I read Cornelia Meigs' INVINCIBLE LOUISA years ago, but don't remember much about it. If she lived today she would probably be an out-and-proud lesbian, and I wonder whether she'd have chosen to write children's books.
Repression, while bad for the spirit, is often wonderful for creativity . . .
The PBS documentary said that Louisa had a very serious male beau in Europe, a Polish guy, who was much younger than she was, so not so sure about the lesbian thing, but of course you never know and not that there's anything wrong with that.
Her sister May married a much younger man, had a baby and died a few weeks after giving birth. The little girl was sent to Louisa, who raised her.
May also was an influence to the man who sculpted the Lincoln Memorial, but I can't remember his name now...
I also visited her home this past summer. Her bedroom was interesting with its painted decorations on the walls. The house was smaller than I had imagined but I could see her writing there. Like another of your responders, I wonder if today she would be "out" with her sexual identity. She lived in repressive times, for sure.
Oh, I can see I need to visit Orchard House. I still have my grandmother's copy of LITTLE WOMEN -- it's over a hundred years old now and I bought another copy as I do re-read it now and again -- along with AN OLD-FASHIONED GIRL, LITTLE MEN, and EIGHT COUSINS. Those characters are as real to me as my kin. And yes, Jo was always my favorite.
Congratulations on the new release, Karen!

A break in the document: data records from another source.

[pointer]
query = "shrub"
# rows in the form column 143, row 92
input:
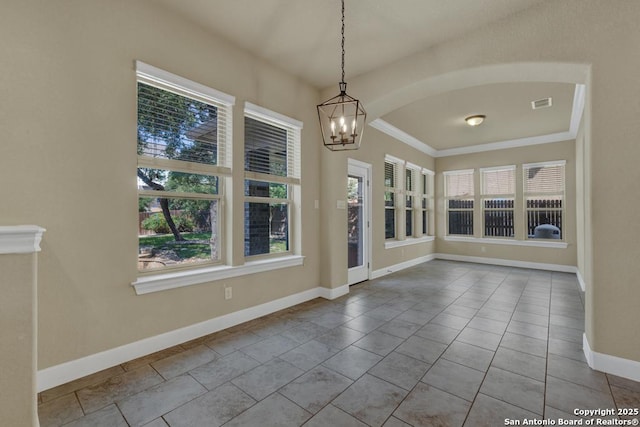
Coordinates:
column 158, row 224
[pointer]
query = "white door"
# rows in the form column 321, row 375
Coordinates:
column 358, row 221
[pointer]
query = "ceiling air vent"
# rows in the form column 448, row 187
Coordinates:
column 541, row 103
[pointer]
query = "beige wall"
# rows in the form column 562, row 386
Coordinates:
column 513, row 156
column 579, row 41
column 18, row 401
column 68, row 155
column 68, row 121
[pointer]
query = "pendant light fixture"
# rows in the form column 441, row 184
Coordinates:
column 342, row 117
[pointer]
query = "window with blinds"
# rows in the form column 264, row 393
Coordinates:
column 498, row 187
column 426, row 199
column 544, row 187
column 390, row 179
column 459, row 199
column 272, row 169
column 183, row 137
column 409, row 194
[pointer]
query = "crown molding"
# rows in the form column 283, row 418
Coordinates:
column 20, row 239
column 576, row 116
column 402, row 136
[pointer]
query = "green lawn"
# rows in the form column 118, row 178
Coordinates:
column 184, row 250
column 201, row 249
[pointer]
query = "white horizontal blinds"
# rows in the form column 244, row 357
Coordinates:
column 498, row 194
column 498, row 181
column 459, row 192
column 544, row 187
column 178, row 124
column 390, row 183
column 426, row 197
column 540, row 178
column 183, row 134
column 389, row 175
column 272, row 151
column 459, row 183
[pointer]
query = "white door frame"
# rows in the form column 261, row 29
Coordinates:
column 359, row 274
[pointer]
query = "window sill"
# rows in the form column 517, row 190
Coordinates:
column 509, row 242
column 164, row 281
column 409, row 241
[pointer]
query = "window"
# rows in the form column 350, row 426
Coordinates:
column 184, row 131
column 544, row 199
column 459, row 198
column 498, row 186
column 272, row 180
column 410, row 195
column 390, row 179
column 426, row 199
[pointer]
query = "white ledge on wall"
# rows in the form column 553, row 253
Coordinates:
column 178, row 279
column 410, row 241
column 509, row 242
column 20, row 239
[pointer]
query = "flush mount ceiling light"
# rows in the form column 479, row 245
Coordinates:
column 475, row 120
column 342, row 117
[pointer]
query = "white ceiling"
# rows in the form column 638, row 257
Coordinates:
column 303, row 38
column 439, row 120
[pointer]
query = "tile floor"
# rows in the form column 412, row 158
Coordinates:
column 440, row 344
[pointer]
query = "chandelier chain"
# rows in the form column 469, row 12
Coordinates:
column 343, row 41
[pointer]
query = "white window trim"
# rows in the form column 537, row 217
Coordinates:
column 397, row 191
column 472, row 197
column 150, row 74
column 389, row 244
column 294, row 190
column 161, row 282
column 484, row 197
column 429, row 196
column 541, row 164
column 262, row 113
column 552, row 163
column 508, row 241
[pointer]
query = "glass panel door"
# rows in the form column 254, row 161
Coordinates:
column 358, row 221
column 355, row 220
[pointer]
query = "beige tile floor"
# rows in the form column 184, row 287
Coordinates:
column 440, row 344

I still have the copy of Little Women that my mother handed to me when I was in bed with the measles in third grade. And of course I identified with Jo!

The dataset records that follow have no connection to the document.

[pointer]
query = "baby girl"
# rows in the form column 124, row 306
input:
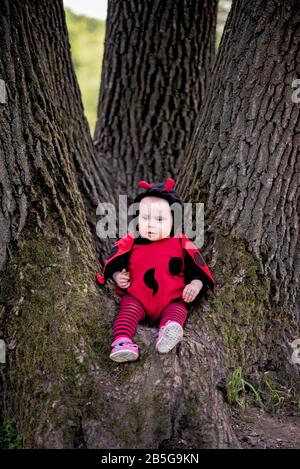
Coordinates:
column 156, row 273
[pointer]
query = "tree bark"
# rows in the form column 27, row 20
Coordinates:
column 58, row 381
column 243, row 163
column 157, row 64
column 48, row 301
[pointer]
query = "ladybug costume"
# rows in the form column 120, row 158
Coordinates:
column 159, row 270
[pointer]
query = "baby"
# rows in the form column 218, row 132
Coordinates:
column 156, row 274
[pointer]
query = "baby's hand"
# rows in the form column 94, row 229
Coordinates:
column 122, row 278
column 191, row 290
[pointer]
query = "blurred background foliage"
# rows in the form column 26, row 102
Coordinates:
column 87, row 37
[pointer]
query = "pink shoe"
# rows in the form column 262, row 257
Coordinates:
column 169, row 336
column 124, row 350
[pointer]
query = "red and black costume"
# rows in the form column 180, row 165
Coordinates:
column 159, row 270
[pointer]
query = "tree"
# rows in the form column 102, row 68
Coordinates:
column 58, row 382
column 157, row 64
column 243, row 163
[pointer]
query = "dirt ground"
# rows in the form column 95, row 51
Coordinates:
column 255, row 429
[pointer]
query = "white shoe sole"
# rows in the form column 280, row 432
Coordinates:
column 124, row 356
column 171, row 335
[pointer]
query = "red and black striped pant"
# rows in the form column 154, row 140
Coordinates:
column 132, row 311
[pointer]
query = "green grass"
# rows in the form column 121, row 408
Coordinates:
column 9, row 439
column 86, row 36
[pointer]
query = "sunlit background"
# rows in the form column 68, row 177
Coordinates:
column 86, row 26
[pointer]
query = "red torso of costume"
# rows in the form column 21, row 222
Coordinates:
column 157, row 270
column 156, row 274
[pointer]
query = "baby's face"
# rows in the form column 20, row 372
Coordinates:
column 155, row 218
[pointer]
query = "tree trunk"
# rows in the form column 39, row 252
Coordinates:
column 243, row 163
column 59, row 383
column 157, row 64
column 48, row 302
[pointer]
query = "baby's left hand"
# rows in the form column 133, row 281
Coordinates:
column 191, row 290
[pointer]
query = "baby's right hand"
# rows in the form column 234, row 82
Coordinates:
column 122, row 279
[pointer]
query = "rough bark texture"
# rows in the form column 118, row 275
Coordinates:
column 157, row 64
column 58, row 382
column 56, row 108
column 244, row 160
column 48, row 301
column 243, row 163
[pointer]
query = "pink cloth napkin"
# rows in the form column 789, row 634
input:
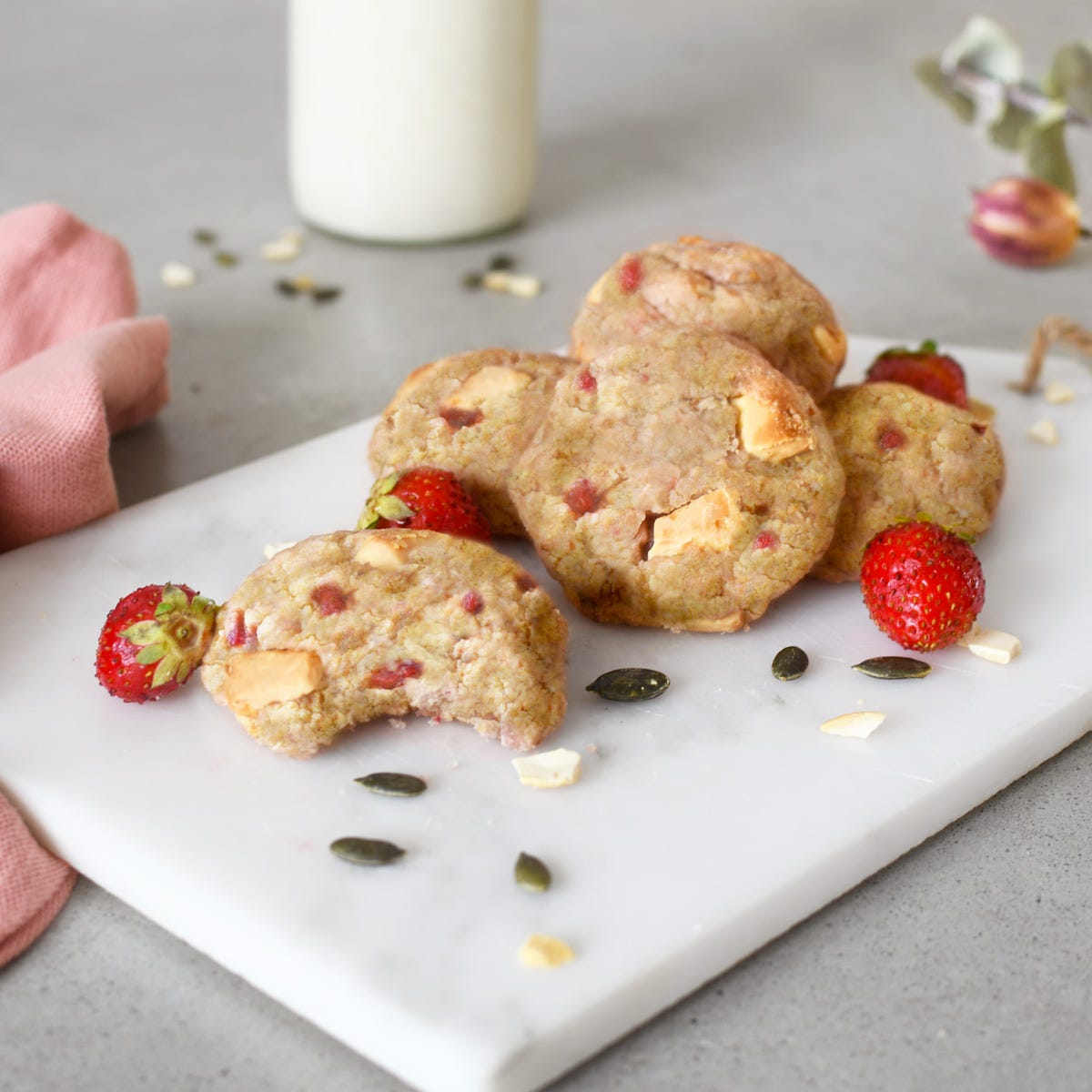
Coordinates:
column 76, row 367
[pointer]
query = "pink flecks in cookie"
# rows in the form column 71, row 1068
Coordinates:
column 582, row 497
column 585, row 381
column 236, row 632
column 392, row 676
column 459, row 418
column 891, row 440
column 631, row 276
column 329, row 599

Seeing Orchard House is quite an experience. I live not far away, but I had never been there until there was a segment on This Old House where Norm said the place was falling down. He wasn't far off--but the plus is that the home hasn't been over-restored, and it still feels very lived-in. The docent tells a story about Louisa using her first payment for her writing to buy her mother a kitchen sink.
The artist was Daniel Chester French, who had a studio in Concord, and who created the Minuteman statue that stand near the "rude bridge" at the Revolutionary War battle site in Concord.

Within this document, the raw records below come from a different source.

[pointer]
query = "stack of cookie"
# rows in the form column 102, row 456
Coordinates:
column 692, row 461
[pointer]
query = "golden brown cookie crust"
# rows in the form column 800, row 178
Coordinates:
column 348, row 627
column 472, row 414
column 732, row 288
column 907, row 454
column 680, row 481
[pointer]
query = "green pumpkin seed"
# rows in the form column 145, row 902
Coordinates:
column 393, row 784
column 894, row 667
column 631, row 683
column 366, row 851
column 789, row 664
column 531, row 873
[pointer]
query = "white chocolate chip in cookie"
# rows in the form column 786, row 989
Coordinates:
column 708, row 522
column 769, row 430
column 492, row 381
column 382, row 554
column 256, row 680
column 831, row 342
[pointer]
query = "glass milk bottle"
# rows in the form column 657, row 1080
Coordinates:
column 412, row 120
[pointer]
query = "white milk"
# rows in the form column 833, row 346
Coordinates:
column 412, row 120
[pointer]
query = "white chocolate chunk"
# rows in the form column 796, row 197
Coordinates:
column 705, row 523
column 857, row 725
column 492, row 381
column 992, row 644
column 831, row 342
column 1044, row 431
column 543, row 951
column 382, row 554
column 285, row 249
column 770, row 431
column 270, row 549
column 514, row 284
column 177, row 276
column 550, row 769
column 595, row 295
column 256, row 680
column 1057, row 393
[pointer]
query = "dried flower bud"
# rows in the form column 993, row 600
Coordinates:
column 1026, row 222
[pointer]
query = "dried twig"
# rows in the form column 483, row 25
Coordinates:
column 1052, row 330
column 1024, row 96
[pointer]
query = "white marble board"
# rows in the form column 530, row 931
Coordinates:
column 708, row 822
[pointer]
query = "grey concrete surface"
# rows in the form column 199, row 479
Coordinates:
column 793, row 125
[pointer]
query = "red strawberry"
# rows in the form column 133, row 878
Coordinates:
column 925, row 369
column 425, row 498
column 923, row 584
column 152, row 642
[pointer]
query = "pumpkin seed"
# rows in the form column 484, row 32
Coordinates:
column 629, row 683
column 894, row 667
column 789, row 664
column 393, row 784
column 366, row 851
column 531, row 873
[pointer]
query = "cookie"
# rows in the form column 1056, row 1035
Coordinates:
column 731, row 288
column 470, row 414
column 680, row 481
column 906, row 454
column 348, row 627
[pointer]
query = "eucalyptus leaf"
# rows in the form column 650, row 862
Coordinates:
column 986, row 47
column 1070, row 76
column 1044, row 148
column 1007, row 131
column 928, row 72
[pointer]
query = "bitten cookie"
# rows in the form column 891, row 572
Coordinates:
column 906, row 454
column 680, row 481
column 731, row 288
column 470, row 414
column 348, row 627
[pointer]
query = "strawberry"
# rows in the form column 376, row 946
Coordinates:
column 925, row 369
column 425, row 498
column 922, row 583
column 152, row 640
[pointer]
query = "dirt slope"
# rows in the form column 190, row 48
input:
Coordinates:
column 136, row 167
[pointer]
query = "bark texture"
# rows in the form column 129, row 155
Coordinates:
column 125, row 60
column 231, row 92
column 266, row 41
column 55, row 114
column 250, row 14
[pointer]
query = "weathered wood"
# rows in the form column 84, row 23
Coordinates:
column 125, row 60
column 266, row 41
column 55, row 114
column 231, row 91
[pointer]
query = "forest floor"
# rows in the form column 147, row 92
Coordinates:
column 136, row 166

The intellectual atmosphere in Concord in those days must have been heady, to say the least. Can you imagine dinners with Henry Thoreau, Ralph Waldo Emerson, Nathaniel Hawthorne and the Alcotts--together?
Hey, Karen--the Boston Tattoo Convention is in town this weekend. I thought of you.
Little Women is one of the three books that made me a writer, and I still have ancient editions of all Alcott's books, which I'm happy to say my husband has read too. I think Little Women is the Great American Novel. Get your daughter to try again in a couple of years. :)
I certainly feel the same way about Little Women that you do and completely identified with Jo, not only through her writing, but through her "tomboy" nature, as well. She was my hero.
Like you, I've never really looked into the actual life of Louisa May Alcott - but now I'm curious to see the documentary and visit her cottage.
Hmmm.... influential books that got me "going" on writing? Weirdly enough, Harriet the Spy. D'Aulaires' Book of Greek Myths. I wanted to *be* Jo, so there was probably some of that, too.
I loved Little Women. My sister & I fought over the copy we had (she took it with her when she moved, too)!
My husband & I went to visit the house last month (August) and we enjoyed ourselves no end.
My other favorite Alcott book is Under the Lilacs.
It's amazing how Little Women seems so timeless. And how it's touched all of us.
Jen, I also loved Harriet the Spy. I think next to Little Women, I read that the most when I was a kid!
Sheila, I feel so tattooed out after finishing the fourth book this summer! Although I admit I haven't gone to a convention and it definitely would be something to see, I'm sure!
Vicki, thanks for your congrats...and they're in order for you, too, with Miss Birdie's book out at the end of the month. Can't wait.
Oh how lucky you were to go there! On our vacation we visited Lucy Maud Montgomery's home this summer. So we were thinking alike there. ;)
I still have my first copy of Little Women. It's falling apart but that's ok.
I'm an Alcott fan too. I loved Little Women, Eight Cousins, and Jo's Boys. I felt deprived because we didn't have an attic I could use for writing.